La BAD joue trois rôles essentiels au Maroc et dans le continent, à savoir le financement, le conseil et la catalyse, selon Mme Abou Zeid qui n’hésite pas à citer le rôle de plaidoyer auprès d’autres bailleurs de fonds pour attirer les investissements.
« Nous ajustons nos programmes et nos idées en fonction des besoins et je crois que le partenariat BAD/Maroc va en se renforçant », a-t-elle assuré.
Interrogée sur la stratégie 2007-2011 de la BAD au Maroc, elle a confirmé qu’elle était « réussie parce que les projets financés dans ce cadre étaient performants ».

Stratégie 2012-2016
« Il n’y avait pas de projets problématiques et les résultats escomptés ont été atteints », s’est-elle réjouie, relevant, toutefois, certains défis, comme le niveau important du chômage chez les jeunes, la persistance de la pauvreté, une diversification de la base productive et des exportations insuffisantes et un climat des affaires qu’il faut améliorer.
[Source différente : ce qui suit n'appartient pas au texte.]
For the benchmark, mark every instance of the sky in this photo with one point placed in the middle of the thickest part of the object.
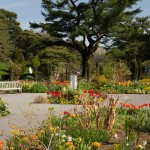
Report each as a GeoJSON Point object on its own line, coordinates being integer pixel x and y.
{"type": "Point", "coordinates": [30, 10]}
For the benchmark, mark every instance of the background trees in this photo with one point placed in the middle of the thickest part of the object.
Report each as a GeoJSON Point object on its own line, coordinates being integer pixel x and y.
{"type": "Point", "coordinates": [73, 32]}
{"type": "Point", "coordinates": [83, 25]}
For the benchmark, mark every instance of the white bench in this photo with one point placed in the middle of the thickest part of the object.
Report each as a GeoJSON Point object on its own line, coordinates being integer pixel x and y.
{"type": "Point", "coordinates": [11, 85]}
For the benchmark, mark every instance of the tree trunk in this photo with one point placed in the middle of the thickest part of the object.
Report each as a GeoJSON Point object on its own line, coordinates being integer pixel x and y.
{"type": "Point", "coordinates": [85, 66]}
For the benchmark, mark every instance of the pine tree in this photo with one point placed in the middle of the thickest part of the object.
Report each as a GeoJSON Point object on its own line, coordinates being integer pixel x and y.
{"type": "Point", "coordinates": [83, 25]}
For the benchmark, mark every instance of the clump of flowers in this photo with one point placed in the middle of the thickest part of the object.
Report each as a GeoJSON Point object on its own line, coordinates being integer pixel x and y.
{"type": "Point", "coordinates": [95, 145]}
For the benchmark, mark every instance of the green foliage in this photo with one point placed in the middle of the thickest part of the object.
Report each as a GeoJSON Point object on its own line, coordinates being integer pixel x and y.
{"type": "Point", "coordinates": [102, 80]}
{"type": "Point", "coordinates": [67, 21]}
{"type": "Point", "coordinates": [3, 108]}
{"type": "Point", "coordinates": [92, 135]}
{"type": "Point", "coordinates": [85, 85]}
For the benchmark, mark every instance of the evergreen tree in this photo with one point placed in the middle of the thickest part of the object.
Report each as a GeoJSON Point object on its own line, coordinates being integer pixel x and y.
{"type": "Point", "coordinates": [83, 25]}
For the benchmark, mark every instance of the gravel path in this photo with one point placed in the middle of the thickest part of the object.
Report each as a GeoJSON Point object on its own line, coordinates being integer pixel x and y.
{"type": "Point", "coordinates": [26, 114]}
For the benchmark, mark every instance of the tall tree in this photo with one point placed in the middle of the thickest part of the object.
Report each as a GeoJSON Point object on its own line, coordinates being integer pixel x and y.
{"type": "Point", "coordinates": [83, 25]}
{"type": "Point", "coordinates": [131, 44]}
{"type": "Point", "coordinates": [5, 45]}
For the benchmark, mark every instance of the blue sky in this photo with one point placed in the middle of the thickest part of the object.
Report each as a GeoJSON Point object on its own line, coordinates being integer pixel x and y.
{"type": "Point", "coordinates": [30, 10]}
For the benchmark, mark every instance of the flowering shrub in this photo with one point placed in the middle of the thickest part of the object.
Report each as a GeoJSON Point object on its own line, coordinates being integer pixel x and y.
{"type": "Point", "coordinates": [89, 129]}
{"type": "Point", "coordinates": [42, 87]}
{"type": "Point", "coordinates": [3, 108]}
{"type": "Point", "coordinates": [127, 87]}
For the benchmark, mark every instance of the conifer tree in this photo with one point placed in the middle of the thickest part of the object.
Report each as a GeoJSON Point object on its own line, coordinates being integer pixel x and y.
{"type": "Point", "coordinates": [83, 25]}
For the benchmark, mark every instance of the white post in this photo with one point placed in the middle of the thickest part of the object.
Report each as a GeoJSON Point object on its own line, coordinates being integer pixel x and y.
{"type": "Point", "coordinates": [73, 82]}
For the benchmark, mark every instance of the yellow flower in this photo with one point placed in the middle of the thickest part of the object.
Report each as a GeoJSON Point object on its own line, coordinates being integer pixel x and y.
{"type": "Point", "coordinates": [96, 144]}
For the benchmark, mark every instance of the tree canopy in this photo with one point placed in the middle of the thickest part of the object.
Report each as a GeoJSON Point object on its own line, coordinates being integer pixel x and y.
{"type": "Point", "coordinates": [84, 25]}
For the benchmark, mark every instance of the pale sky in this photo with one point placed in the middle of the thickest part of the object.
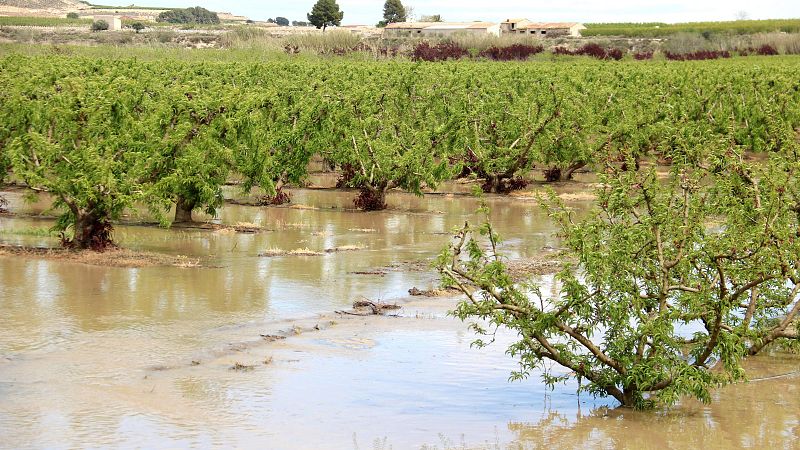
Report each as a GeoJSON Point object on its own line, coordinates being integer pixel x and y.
{"type": "Point", "coordinates": [369, 12]}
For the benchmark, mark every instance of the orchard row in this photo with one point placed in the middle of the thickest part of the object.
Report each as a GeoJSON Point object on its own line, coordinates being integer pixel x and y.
{"type": "Point", "coordinates": [103, 135]}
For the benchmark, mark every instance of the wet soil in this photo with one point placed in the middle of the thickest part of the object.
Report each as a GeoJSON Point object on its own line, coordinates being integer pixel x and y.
{"type": "Point", "coordinates": [249, 352]}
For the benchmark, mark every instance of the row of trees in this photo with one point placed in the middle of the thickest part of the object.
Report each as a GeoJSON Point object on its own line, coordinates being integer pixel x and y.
{"type": "Point", "coordinates": [672, 283]}
{"type": "Point", "coordinates": [104, 136]}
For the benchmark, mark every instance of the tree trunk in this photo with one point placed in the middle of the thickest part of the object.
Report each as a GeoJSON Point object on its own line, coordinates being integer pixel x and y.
{"type": "Point", "coordinates": [183, 210]}
{"type": "Point", "coordinates": [493, 184]}
{"type": "Point", "coordinates": [92, 231]}
{"type": "Point", "coordinates": [629, 397]}
{"type": "Point", "coordinates": [556, 174]}
{"type": "Point", "coordinates": [571, 170]}
{"type": "Point", "coordinates": [371, 199]}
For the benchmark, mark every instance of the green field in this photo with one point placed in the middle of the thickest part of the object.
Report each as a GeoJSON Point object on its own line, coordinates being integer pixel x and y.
{"type": "Point", "coordinates": [44, 22]}
{"type": "Point", "coordinates": [656, 29]}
La représentante résidente de la BAD au Maroc a noté aussi la fragilité et les risques des changements climatiques, ainsi que la lourde facture énergétique que paie le Maroc. En fonction de ces défis et suite à des concertations et consultations avec toutes les parties prenantes, la Banque a repensé les axes pour sa stratégie 2012-2016, alignée sur les engagements et priorités du gouvernement actuel, a-t-elle indiqué.
Cette stratégie repose sur deux grands piliers, à savoir le renforcement de la gouvernance et de l’inclusion sociale, ainsi que le soutien aux infrastructures vertes. Dans le cadre du premier pilier, la BAD va œuvrer pour « le renforcement des capacités de gestion stratégique de l’Etat, la modernisation du secteur privé, le développement du capital humain et la promotion de l’emploi », a expliqué la responsable de cette institution financière.

En ce qui concerne le deuxième pilier, la banque s’intéresse à l’énergie propre, à la gestion de l’eau, surtout pour l’agriculture, à l’appui à la compétitivité logistique et au soutien aux infrastructures de base, en tenant compte des aspects environnementaux et des changements climatiques.
Elle a annoncé, dans ce sens, que le groupe prépare, cette année, un projet géant d’appui au Plan Maroc vert de l’ordre de 100 millions d’euros.
S’agissant des contraintes de l’actuelle stratégie de la BAD au Royaume, outre les défis de la précédente stratégie, Mme Abou Zeid a évoqué la question de l’emploi des jeunes, l’adéquation formation-emploi et la situation financière en Europe qui est le premier partenaire économique du pays.